I thought I’d share my own experiences with the dark sides of mental health and anxiety. I was diagnosed with generalised anxiety disorder last year, aged 35, by a member of the IAPT team. This was during my initial phone call interview before volunteering for cognitive behavioural therapy.
I’ve always been a worrier
The symptoms I disclosed were those that I’d been suffering with as long as I could remember. I think I’d only told my GP about it in the first place because I was more frantic than normal. This was possibly because I had moved into a new property and got married a few weeks later.
I’ve always been a worrier. I’ve spent a huge chunk of my life having internal battles in my mind, constantly replaying the last thing I felt I did wrong. I then torment myself by thinking I would have avoided ruining that thing or having that incident if I’d just taken the other path instead. Then I repeatedly wish in my mind that I’d taken the correct option. Then everything would be perfect.
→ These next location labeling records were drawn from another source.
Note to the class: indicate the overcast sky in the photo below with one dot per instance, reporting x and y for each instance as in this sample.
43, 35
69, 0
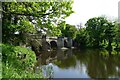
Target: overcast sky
86, 9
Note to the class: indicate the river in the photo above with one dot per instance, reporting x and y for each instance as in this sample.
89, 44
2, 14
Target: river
72, 63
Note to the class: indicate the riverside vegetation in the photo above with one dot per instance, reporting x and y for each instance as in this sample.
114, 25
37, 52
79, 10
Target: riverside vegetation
22, 18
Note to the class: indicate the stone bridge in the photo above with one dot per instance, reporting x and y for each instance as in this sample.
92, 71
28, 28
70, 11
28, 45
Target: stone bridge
55, 42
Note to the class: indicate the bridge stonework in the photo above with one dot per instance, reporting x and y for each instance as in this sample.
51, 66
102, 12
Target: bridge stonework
46, 42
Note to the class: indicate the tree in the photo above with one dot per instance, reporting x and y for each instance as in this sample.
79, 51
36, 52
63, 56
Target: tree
95, 28
24, 17
110, 34
67, 30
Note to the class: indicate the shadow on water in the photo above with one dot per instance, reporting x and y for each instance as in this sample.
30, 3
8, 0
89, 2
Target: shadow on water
80, 63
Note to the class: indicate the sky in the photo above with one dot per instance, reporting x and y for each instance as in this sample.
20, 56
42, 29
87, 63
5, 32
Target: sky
86, 9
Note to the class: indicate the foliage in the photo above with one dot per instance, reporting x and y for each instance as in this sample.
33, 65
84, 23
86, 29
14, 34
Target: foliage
67, 30
30, 17
95, 28
81, 38
18, 62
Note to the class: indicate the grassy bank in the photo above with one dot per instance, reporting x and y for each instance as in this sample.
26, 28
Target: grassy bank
18, 62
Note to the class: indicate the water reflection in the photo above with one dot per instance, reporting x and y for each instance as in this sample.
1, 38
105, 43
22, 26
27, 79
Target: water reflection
81, 63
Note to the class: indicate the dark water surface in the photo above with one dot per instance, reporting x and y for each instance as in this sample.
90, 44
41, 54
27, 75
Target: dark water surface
80, 64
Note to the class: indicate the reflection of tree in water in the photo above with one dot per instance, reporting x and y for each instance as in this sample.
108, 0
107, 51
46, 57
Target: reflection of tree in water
99, 66
65, 59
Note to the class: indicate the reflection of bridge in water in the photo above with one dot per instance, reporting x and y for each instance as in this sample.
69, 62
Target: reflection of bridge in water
54, 42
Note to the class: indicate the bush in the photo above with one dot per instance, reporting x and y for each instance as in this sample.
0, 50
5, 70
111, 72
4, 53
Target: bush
18, 62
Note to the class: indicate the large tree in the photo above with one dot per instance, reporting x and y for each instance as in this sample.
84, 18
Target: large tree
31, 17
95, 28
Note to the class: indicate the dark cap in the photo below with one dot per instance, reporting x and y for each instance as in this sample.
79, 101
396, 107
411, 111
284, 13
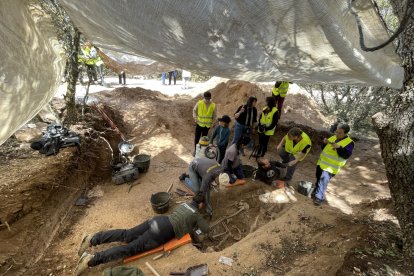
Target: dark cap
207, 95
226, 119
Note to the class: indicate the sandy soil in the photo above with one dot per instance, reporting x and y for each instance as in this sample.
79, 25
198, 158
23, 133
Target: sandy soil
290, 239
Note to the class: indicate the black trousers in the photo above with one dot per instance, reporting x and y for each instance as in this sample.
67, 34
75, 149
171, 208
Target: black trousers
263, 142
172, 74
221, 153
146, 236
122, 77
200, 131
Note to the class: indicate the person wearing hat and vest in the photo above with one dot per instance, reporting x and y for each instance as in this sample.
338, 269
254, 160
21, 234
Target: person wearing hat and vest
186, 218
279, 92
222, 134
293, 149
246, 117
88, 56
232, 163
204, 114
336, 152
203, 174
201, 147
267, 125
Glimpse into the mind of anxiety
It feels like I suffer from this 24/7, or as long as there’s energy in my body. There’s a constant worry about issues with my health – such as sight and hearing. With money – such as forever worrying that I’ve overpaid with the contactless card machine. Also, I’m always worrying that I haven’t clocked in at work or done it properly. I’m terrible with new items that I’ve bought or someone’s bought for me, say an item of clothing, like the New England shirt which I feel I’ve immediately ruined by catching the shoulder part of the garment on the car door as I enter the vehicle.
This is just a glimpse into my mind, and I’ll always replay these moments, wishing that I’d not ruined everything because of taking one option instead of another. Or that if I don’t get paid properly then that’s loads of stress to deal with, or that I’m going to go deaf. It’s rare that I experience internal bliss.